Politieke duidelijkheid. Het huidige belastingsysteem wordt gekenmerkt door een eeuwigdurende politieke belangenoorlog, waarbij laagverdieners continu pleiten voor meer progressie en veelverdieners voor minder progressie en meer aftrekposten. Een vlaktaks zou zorgen voor een mooi compromis tussen beide groepen. Linkse mensen worden tegemoetgekomen doordat de vlaktaks nog steeds nivellerend is en rechtse mensen worden tegemoetgekomen doordat de vlaktaks ten minste zorgt dat de relatieve inkomensverhoudingen hetzelfde blijven (iemand die bruto twee keer zoveel verdient, verdient ook netto twee keer zoveel).

De poging om met progressieve belasting de rijken meer te laten betalen heeft waarschijnlijk toch weinig zin, omdat er nu eenmaal minder rijken zijn dan armen. Dus zelfs een hoog tarief voor rijken zal voor weinig extra belastinginkomsten zorgen, terwijl de schadelijke economische effecten wel eens zo groot zouden kunnen zijn dat rijk en arm er allebei alleen maar op achteruitgaan. Ook is het niet evident dat de rijken hun hogere belastingtarieven zelf betalen. Waarschijnlijk verdienen artsen en managers mede heel hoge brutosalarissen om hun netto-inkomens op een concurrerend niveau te houden. Voor een deel is het dus de doorsnee consument die de belastingen van de rijken betaalt in de vorm van hogere prijzen. In de economie wordt dit verschijnsel overheveling genoemd. Volgens berekeningen van de Nobelprijswinnaar in de economie (1996) James Mirrlees is de economisch optimale belasting een vlaktaks van maximaal 20 procent.

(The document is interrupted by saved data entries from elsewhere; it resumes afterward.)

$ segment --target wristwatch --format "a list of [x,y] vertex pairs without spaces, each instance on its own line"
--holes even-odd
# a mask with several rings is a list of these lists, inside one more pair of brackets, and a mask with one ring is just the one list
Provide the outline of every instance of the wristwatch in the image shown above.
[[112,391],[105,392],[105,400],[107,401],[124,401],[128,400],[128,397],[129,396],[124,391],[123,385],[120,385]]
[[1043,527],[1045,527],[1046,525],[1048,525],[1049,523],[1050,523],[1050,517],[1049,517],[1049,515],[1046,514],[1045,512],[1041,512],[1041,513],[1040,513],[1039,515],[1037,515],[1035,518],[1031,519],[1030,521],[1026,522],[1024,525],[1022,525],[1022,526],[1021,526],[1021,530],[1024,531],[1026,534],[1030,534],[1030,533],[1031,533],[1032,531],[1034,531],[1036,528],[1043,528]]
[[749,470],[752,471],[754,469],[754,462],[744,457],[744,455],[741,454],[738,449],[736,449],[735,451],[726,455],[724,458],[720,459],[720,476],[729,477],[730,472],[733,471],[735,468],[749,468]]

Verdere belastingvereenvoudiging
Invoering van de vlaktaks zou een grote verbetering zijn. Nog beter zou het zijn als alle tientallen verschillende belastingen zouden worden teruggebracht tot een enkele vlaktaks (hetzij een inkomstenbelasting, hetzij een BTW). Belastingen die in feite retributies zijn (betalingen voor diensten), zoals de wegenbelasting en rioolrechten zouden wel gehandhaafd moeten worden. Er zou dan transparantie ontstaan, zodat de burger eindelijk weet hoeveel belasting hij eigenlijk betaalt. Nu zijn de meeste belastingen verborgen in de prijzen van producten en verlaagde lonen.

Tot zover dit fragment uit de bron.